Климонтович Николай Юрьевич
Шрифт:
— Такая и была. Бог свидетель — такой и подобрал. — Человек со щеглом говорил быстро, проглатывая слова.
— Продаешь, — зашелся мужик, рванулся со стула и повалился на пол.
— Боже мой, — шептал человек со щеглом.
Мужика сгребли под руки. Он плакал и ругался.
— Нажрался, — сказал Федорович ему вслед. — Видно с собой принес.
— Какие люди, — качал головой человек со щеглом, — Боже мой…
Старик сидел у окна.
— Красиво все вокруг, — шептал он, — а правду не у кого узнать. За пять рублей ее не купишь — вот в чем беда.
Он развернул на столе газету, достал четвертинку из кармана.
У него дрожали руки, когда он снимал пробку.
Пряча бутылку под стол, он выливал водку в стакан.
— Для кого написано, — загремел по залу голос Федоровича. — А?
Старик застыл на мгновение, потом затряс бутылку, выжимая из нее последние капли. Затем, полуотвернувшись, едва не расплескав водку, поднес стакан ко рту.
— Кому говорят, мать твою…
Старик глотал, давясь, водку, скосив глаза на белый халат. Струйка водки текла по седой щетине на подбородке.
— Прекратить, — выкрикнул Федорович и дернул старика за рукав.
Стакан дрогнул у того в руке, Выскользнул, покатился по столу. Водка закапала на пол.

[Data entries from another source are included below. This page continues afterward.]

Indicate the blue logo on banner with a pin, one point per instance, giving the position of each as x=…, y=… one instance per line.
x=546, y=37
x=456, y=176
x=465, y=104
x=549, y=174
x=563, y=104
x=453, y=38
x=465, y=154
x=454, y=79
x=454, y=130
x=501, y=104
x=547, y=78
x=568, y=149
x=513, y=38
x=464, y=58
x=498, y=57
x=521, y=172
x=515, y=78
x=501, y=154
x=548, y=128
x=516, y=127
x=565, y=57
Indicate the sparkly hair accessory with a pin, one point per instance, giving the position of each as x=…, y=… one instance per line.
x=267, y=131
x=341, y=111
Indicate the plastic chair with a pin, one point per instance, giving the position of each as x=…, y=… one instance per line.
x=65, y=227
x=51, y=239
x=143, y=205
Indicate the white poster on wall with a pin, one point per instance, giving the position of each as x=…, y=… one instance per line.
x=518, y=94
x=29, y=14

— Гражданин начальник, — только и шепнул старик. Он, не отрываясь, смотрел на мутный ручеек на столе, на прозрачные капли, падающие вниз.
— Ты посуду бить!..
Старик сунул пустую бутылку за пазуху, собрал хлеб. Залитый стол будто очаровал его.

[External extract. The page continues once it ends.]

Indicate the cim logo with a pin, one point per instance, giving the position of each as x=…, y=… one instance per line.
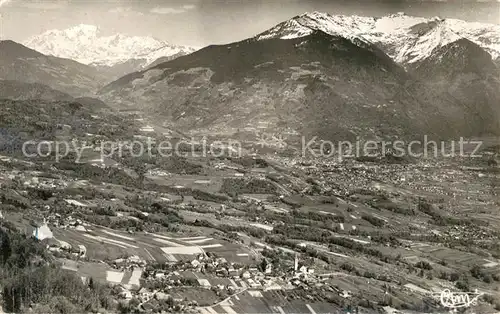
x=455, y=300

Когда он плелся к выходу, человек со щеглом проводил его глазами.
Держа руку в кармане халата, Федорович вернулся на свое место под плакатом. Его халат сверкал белизной, как бакен, в дымных сумерках полуподвала.

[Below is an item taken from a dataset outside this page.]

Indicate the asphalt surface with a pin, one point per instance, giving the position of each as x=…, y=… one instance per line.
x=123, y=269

Старик шел вдоль витрин, в которых отражались прозрачные от неба лужи.
Он шел и говорил сам с собой.
— Я все могу: пахать, сеять. А скажи стебелек сорвать — не могу. Русский человек не может. А ты заставь его. Сам себя ущипнешь — и то больно, а как другие за шею возьмут да и начнут крутить — все сделаю, скажу, только отпусти…
Он шел, останавливался иногда, будто раздумывая — упасть ему здесь или идти дальше.
К крыльцу он подошел сбоку, стоял молча, пока дворничиха сама его не заметила.
— Пришел. Ты где ж, ядрена мать, пропадал два дня?
Старик по-прежнему молчал.
— Как жрать захочется, так приходишь.
Старик смотрел себе под ноги.
— Иди в дом. Все одно — толку от тебя не добьешься.
Старше спустился в подвал.
Он вошел в комнату — здесь стоял густой запах жилища. Прошел в чулан — на кровати лежали матрас и старое ватное одеяло. Старик лег, не раздеваясь.
Он очнулся и долго лежал, не двигаясь, в темноте.
— … Теперь садик один остался, за кинотеатром — там сегодня скамейки выкрасили, завтра урны расставим и, почитай, к весне готовы, — громко говорили в соседней комнате.
— Иван Кузьмич, вот в честь весны и выпейте.
— Да что ж мы с вами все на одну тематику разговариваем. Не пью я, нельзя, как выпью — знаете, так и схватывает…
— Удивляюсь на вас — такой вы… не такой какой-то. Кругом пьют — a вы нет…
Старик прислушивался в темноте — голос дворничихи звучал незнакомо.
— … Я ж для вас и покупаю.
— А что ж для меня. Вы для мужа покупайте.
— Да какой он мне муж. Живет — и Бог с ним.
Замолчали. Старик открыл глаза. Из комнаты пробивалась полоска света.
Старик встал, подошел к двери.
В щель он увидел накрытый стол. Самовар на табуретке. Ивана Кузьмича — он крутил в pуках ложку. Дворничиху — ее красное лицо с будто вымазанными маслом губами.
Стрик открыл дверь.
— Вот, шляться снова пошел, — жалостливым чужим голосом говорила дворничиха, — бутылки по помойкам собирать, естъ ему не дают будто. А все она, водка эта самая…
Старик будто не слышал.
Он вышел из комнаты, поднялся по лестнице, отворил дверь на улицу.
Был вечер; в лужах плавал свет далеких красных абажуров.
— … А вот прилетит какой червяк космический, будет порхать с цветка на цветок и не поймет, чьими страданиями это его порхание покупается. Знать не будет, что кому-то руки заламывают, и в пах ногой, ногой. Не увидит он, кто свободу eмy покупает…
В сквере старик опустился на лавочку и расстелил на коленях газету.